The town was recently awarded $512,000 by the Colorado Department of Transportation, with a required match of a little more than $100,000. The city’s matching dollars will come from the 2024 and 2025 budgets.

The money would help fund design plans for the transit and transportation center.

At their Feb. 7 meeting, Salvato made it clear that the project has a long way to go before breaking ground. He described the effort as more of a 10-year plan.

About two years ago, the city unveiled fairly ambitious plans for a transit center, slated for construction near the Gold King Mountain Inn.  The project calls for a $46.2 million transit bus/streetcar operation center. This would provide parking for the town’s current fleet of bus vehicles and trolleys, and a support area for the streetcars and a commercial office area. It also would come equipped with a streetcar museum. Another aspect of the project focuses on a historic streetcar trolley system, with a cost estimated at about $30 million.

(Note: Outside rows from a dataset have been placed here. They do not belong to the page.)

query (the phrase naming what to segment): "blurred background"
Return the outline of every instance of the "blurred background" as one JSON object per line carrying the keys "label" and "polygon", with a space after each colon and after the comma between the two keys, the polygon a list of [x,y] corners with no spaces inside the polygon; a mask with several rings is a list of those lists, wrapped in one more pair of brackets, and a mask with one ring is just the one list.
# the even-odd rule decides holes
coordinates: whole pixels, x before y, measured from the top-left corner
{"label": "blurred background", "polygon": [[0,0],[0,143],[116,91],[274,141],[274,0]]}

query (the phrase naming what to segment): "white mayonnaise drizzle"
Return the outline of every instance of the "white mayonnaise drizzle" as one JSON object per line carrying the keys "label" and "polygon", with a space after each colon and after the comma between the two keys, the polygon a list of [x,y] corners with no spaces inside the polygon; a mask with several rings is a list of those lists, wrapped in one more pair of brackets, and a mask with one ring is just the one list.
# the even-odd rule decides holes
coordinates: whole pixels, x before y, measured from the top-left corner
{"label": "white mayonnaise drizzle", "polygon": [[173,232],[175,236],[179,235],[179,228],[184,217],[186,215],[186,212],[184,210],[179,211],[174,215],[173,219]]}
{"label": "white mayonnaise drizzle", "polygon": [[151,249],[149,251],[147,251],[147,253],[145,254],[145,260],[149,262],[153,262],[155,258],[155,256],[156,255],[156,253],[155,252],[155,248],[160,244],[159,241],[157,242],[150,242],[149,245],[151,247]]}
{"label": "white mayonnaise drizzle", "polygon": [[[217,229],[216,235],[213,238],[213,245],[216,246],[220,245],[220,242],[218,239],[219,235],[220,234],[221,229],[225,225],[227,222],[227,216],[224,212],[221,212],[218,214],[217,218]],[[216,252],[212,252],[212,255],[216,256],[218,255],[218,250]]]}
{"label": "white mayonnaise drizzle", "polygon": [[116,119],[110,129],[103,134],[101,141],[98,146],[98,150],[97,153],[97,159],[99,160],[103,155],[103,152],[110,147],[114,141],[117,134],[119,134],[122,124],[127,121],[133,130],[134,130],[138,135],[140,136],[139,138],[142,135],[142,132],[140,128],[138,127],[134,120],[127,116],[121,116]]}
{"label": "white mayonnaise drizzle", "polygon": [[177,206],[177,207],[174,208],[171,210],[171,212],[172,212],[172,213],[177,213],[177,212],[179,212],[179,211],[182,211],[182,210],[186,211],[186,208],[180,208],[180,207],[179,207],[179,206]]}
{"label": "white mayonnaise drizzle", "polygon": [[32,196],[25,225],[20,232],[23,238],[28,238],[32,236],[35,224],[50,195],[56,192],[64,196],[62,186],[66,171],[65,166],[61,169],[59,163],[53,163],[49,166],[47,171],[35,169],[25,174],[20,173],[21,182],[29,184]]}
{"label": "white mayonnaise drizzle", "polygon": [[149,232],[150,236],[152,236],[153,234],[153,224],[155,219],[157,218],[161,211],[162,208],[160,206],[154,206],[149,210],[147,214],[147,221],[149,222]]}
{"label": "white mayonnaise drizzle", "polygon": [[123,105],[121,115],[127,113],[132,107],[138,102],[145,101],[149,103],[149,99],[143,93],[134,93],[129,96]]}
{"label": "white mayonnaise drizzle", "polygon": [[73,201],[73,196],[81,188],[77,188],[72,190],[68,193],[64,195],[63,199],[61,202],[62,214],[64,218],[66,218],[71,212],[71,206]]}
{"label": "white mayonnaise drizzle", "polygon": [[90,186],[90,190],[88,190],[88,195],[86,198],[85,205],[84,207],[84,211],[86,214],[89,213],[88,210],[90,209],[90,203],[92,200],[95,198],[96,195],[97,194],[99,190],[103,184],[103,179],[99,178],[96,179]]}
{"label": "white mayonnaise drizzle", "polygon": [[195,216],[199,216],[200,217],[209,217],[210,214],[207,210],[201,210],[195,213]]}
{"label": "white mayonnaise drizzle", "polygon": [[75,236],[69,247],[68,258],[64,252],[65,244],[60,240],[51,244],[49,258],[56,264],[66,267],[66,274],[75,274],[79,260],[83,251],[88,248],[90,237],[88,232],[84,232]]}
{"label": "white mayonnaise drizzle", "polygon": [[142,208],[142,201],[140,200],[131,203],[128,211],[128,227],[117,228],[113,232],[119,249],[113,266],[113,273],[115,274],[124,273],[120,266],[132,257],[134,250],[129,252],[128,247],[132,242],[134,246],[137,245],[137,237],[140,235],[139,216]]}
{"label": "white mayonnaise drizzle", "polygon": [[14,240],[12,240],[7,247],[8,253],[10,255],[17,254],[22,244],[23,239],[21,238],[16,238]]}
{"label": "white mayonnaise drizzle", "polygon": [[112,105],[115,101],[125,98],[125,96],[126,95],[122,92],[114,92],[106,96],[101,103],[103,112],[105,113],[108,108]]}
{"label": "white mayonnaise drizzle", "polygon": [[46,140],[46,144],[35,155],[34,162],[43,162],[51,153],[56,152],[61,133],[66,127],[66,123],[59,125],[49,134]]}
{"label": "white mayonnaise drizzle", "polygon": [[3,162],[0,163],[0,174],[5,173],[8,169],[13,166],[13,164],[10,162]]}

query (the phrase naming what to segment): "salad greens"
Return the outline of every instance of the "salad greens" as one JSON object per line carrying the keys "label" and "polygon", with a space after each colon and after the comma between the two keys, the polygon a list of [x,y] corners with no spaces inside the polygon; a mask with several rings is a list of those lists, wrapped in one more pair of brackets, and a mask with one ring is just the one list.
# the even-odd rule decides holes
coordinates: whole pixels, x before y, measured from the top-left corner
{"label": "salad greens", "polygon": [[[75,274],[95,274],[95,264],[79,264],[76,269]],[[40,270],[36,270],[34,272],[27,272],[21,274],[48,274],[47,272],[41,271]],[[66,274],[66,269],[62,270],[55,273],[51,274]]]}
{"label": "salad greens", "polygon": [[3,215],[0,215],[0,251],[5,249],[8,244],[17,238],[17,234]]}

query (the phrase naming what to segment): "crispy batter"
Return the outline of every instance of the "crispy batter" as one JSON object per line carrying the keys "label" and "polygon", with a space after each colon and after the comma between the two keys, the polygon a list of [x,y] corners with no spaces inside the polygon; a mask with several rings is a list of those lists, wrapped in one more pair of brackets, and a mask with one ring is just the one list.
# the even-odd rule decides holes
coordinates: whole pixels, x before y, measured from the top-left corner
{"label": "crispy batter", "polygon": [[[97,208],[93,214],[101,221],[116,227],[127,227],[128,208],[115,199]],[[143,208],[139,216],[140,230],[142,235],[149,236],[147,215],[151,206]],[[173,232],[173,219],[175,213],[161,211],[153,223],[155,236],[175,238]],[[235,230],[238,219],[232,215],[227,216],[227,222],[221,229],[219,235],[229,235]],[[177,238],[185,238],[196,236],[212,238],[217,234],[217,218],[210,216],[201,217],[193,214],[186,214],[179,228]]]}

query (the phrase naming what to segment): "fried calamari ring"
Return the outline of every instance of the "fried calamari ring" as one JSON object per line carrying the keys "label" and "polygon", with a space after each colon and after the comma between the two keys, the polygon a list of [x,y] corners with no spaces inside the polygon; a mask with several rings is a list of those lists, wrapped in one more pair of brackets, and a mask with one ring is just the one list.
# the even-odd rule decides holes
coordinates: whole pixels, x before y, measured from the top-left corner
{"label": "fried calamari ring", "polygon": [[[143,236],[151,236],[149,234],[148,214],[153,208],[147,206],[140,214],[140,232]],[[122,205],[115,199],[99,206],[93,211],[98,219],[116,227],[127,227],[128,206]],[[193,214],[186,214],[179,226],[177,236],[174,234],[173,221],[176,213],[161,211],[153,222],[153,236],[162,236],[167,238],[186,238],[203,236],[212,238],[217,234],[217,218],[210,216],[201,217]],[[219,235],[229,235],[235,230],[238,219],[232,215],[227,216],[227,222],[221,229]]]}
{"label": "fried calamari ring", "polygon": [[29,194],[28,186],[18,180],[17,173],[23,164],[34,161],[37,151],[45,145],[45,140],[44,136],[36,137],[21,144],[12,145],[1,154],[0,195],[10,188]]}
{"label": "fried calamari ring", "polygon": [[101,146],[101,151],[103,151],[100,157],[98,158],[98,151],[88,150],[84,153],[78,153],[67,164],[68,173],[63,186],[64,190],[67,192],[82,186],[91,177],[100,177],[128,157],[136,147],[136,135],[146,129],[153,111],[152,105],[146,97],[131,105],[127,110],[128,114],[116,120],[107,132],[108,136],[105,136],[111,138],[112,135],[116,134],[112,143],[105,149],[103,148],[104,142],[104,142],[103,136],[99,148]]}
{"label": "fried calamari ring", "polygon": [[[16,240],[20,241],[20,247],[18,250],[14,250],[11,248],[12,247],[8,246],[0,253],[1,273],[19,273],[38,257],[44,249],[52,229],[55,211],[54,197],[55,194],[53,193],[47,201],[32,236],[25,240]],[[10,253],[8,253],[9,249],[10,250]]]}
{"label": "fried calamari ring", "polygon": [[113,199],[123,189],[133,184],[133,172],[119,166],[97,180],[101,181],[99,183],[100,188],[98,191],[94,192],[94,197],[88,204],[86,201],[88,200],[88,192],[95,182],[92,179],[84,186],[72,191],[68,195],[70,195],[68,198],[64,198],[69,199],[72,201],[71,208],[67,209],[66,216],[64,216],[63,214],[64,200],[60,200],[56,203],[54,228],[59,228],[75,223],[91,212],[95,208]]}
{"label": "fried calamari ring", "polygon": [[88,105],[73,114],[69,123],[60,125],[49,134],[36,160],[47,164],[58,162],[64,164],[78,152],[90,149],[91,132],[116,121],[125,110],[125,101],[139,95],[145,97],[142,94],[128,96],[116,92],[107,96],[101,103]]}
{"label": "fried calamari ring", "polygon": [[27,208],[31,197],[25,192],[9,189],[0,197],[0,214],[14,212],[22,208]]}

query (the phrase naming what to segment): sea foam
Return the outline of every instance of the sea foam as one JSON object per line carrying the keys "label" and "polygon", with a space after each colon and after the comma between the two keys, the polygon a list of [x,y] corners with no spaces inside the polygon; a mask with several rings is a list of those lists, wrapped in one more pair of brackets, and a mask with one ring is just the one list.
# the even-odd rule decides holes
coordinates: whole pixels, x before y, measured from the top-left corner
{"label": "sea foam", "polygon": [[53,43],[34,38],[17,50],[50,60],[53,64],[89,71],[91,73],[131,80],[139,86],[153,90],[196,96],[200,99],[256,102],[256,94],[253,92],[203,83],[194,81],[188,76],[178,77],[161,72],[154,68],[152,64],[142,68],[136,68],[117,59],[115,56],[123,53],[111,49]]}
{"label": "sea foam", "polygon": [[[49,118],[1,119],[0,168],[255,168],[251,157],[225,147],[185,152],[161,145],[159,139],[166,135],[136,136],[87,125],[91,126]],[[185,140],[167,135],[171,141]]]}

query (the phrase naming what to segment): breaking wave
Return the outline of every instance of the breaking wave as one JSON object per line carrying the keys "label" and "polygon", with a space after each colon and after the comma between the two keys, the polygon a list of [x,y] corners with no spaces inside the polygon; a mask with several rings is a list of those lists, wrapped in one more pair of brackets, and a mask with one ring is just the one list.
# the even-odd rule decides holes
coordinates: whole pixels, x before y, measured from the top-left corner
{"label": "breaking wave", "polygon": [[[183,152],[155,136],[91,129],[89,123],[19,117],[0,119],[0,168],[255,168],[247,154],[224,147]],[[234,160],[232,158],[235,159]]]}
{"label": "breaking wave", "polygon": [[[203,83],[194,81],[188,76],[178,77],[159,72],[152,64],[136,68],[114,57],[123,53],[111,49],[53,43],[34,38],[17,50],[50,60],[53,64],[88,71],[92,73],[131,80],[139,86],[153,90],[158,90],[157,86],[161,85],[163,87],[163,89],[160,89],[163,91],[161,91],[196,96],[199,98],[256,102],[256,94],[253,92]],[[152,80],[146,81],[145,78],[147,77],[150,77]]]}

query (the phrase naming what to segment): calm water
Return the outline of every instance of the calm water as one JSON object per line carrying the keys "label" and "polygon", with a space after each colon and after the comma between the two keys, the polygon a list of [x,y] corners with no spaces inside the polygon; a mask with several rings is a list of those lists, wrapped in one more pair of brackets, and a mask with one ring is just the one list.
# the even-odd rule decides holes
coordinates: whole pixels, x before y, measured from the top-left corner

Altogether, the total transportation price tag was estimated at close to $75 million. The transit center portion would include a 134,000-square-foot, five-story facility. Based on preliminary plans, an additional component would include a new headquarters for the police department.

But Transportation Director Ted Sweitzer has cautioned city officials that the lion’s share of these dollars would come from the state and federal government, which could pay the bulk of the costs. He has stressed that currently there is a virtual jackpot of monies available for these types of alternative transit projects. And in many cases, Uncle Sam will even play a big role in paying for a good portion the operating expenses, according to the city’s transportation chief.

At last week’s meeting, the transit center was described as a “real asset to the community.”

The council gave the go-ahead, but didn’t ask too many detailed questions. With several new faces at the council table from the time when the original transit center plans were announced, the session served as more of a status report on the overall project.

The dream of revitalizing a historic trolley system has been on the tables for years.  A previous consultant study indicated that establishing a streetcar trolley network could work as part of an overall tourism plan.

Previous trolley plans, once seriously mulled by former Councilman Maurice Woods, never quite came to fruition. But many have rallied behind his overall trolley vision.

In other funding pursuits, the city last week heard about paving and improvement plans with a price tag of $28 million. Although this out of the realm of immediate funding objectives, city leaders want to take whatever steps it can to start the improvement process. “We need to stop the bleeding,” said Salvato. He noted that if certain street areas in town aren’t addressed, the price tag for improvements is going to increase, and the situation will get worse.

Public Works Director Steve DiCamillo was given his marching orders, consisting of getting bids for improving certain high priority areas in town.

The council also approved an ordinance okaying changes in its municipal code. Parts of this ordinance, though, raised some concerns from the council, especially in the areas of nuisances, untidy properties, inoperable vehicles and illegal campers.

Police Chief Bud Bright made it clear that the ordinance is aimed at getting people to comply with the new codes, and isn’t designed to make money from fines.